Monique, loved this recipe, and I really love and appreciate how you break down the recipes with grams versus cups, and sourdough versus yeast, lecithin versus egg, etc! And you use a lot of sourdough and fresh milled flour! This is my new favorite site!
Now, for a quick question, could I freeze the dough balls? I have so little freezer space and the balls will take less room than baked rolls.

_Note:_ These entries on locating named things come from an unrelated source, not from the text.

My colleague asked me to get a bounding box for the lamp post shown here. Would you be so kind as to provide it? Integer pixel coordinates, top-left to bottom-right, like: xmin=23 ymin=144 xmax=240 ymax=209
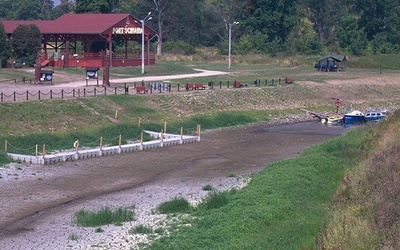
xmin=140 ymin=12 xmax=151 ymax=74
xmin=228 ymin=22 xmax=239 ymax=69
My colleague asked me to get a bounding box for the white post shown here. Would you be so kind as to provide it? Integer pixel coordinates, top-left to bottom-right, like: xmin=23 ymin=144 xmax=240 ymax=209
xmin=228 ymin=22 xmax=239 ymax=69
xmin=140 ymin=12 xmax=151 ymax=75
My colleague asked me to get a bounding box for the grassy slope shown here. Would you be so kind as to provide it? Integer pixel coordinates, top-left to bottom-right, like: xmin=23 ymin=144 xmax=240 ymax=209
xmin=0 ymin=55 xmax=400 ymax=246
xmin=151 ymin=124 xmax=366 ymax=249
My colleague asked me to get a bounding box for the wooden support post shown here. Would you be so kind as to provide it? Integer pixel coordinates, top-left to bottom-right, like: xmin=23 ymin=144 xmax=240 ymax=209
xmin=42 ymin=144 xmax=46 ymax=159
xmin=74 ymin=139 xmax=79 ymax=154
xmin=197 ymin=124 xmax=201 ymax=141
xmin=118 ymin=135 xmax=122 ymax=154
xmin=160 ymin=130 xmax=164 ymax=147
xmin=140 ymin=131 xmax=143 ymax=150
xmin=99 ymin=136 xmax=103 ymax=156
xmin=179 ymin=127 xmax=183 ymax=144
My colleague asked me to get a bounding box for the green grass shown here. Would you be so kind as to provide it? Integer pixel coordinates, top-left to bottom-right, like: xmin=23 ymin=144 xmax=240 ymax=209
xmin=75 ymin=207 xmax=135 ymax=227
xmin=128 ymin=224 xmax=153 ymax=234
xmin=201 ymin=184 xmax=214 ymax=191
xmin=152 ymin=125 xmax=366 ymax=249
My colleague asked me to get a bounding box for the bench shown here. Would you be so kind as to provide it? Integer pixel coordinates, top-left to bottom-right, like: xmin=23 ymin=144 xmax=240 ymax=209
xmin=194 ymin=83 xmax=206 ymax=89
xmin=233 ymin=81 xmax=243 ymax=88
xmin=136 ymin=86 xmax=149 ymax=94
xmin=283 ymin=77 xmax=294 ymax=84
xmin=185 ymin=83 xmax=194 ymax=91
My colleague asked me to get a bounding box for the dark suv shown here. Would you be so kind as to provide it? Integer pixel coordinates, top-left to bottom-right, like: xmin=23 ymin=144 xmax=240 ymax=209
xmin=315 ymin=62 xmax=338 ymax=72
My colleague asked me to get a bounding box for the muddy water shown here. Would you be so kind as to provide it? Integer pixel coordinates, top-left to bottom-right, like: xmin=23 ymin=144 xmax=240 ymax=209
xmin=0 ymin=121 xmax=347 ymax=249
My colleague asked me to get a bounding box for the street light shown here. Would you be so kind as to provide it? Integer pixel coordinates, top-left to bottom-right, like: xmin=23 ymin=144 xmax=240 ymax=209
xmin=140 ymin=12 xmax=152 ymax=74
xmin=228 ymin=22 xmax=239 ymax=69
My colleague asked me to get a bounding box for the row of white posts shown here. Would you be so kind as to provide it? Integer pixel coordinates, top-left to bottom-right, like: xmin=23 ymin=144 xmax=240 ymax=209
xmin=4 ymin=123 xmax=201 ymax=164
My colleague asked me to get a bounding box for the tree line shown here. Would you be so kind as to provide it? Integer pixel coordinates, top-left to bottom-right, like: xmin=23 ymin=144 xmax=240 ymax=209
xmin=0 ymin=0 xmax=400 ymax=66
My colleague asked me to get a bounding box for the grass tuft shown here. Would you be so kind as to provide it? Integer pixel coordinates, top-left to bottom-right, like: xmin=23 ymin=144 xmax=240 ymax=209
xmin=128 ymin=224 xmax=153 ymax=234
xmin=156 ymin=197 xmax=191 ymax=214
xmin=75 ymin=207 xmax=135 ymax=227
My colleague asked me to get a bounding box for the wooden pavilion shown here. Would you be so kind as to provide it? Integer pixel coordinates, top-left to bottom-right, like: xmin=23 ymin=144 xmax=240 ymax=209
xmin=0 ymin=14 xmax=156 ymax=67
xmin=0 ymin=14 xmax=156 ymax=84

Hi Linda! Thank you for your kind words! Thats a great question. I’ve not tried freezing these. If I were to try it I would shape the rolls and put them on a flat parchment lined baking sheet spaced 2 inches apart. Once frozen I’d transfer to a freezer bag. The day before I’m ready to use, I’d transfer them to my 9×13 baking dish and allow to thaw in the fridge overnight covered. The next morning I’d let rise at room temp until puffy. Then bake as usual. I hope this helps!
Thank you for this great recipe. I will echo what others have said in appreciation for the various measurements and ways to make these. I did the egg version and prefer to use grams for measurements but I love that you include both! Made these to go with our Mother’s Day dinner and they turned out fabulous. I’ve just started on my fmf journey so it was a bit scary to make for a crowd. But they turned out so light and fluffy! Thank you for giving me the confidence to continue to only use freshly milled!
I’m so happy to hear this! So glad they were a hit. Thank you for sharing!
I would love to try these rolls. Can I perhaps use instant yeast? Thanks in advance.
Thank you for the lovely recipes, I really appreciate it.
Hi! I have a yeast version. Here’s the link for it. https://lovelybellbakes.com/quick-60-minute-fresh-milled-dinner-rolls/
I’ve commented on your YouTube video before but I had to come back and let you know how much I love this recipe! I use eggs and omit the honey. It is great every time, even though I only hand knead a little bit! It’s also extremely versatile. In addition to rolls, it makes excellent sandwich bread and I’ve also used it for a delicious garlic pull-apart bread and even cinnamon rolls. It’s currently my most used recipe! Thank you!
Hi Brooke,
I’m so happy to hear this! Thank you for sharing.
These were the first rolls I’ve ever made and I even impressed myself… thanks to your wonderful recipe and instructions! Have you ever used this recipe for hamburger buns? You’re thoughts?
Hi Linda,
I’m so happy that you enjoyed the rolls! These make wonderful burger buns! Just space them out on so they have room to spread out. You can make 12 regular small/medium buns or 9-10 larger buns.
Can I do a long ferment once I shape them? Thank you for all your recipes!
I love this recipe and have made it several times! Your website is amazing and the sourdough recipes are my favorite. Question. Have you ever long fermented overnight during the second rise? Was wanting to make them for thanksgiving day lunch and trying to work out my timing for it.
Hi Katie,
Yes, you can long ferment in the fridge overnight. They will need to sit at room temperature the next morning to finish rising. that could take 1-2 hours.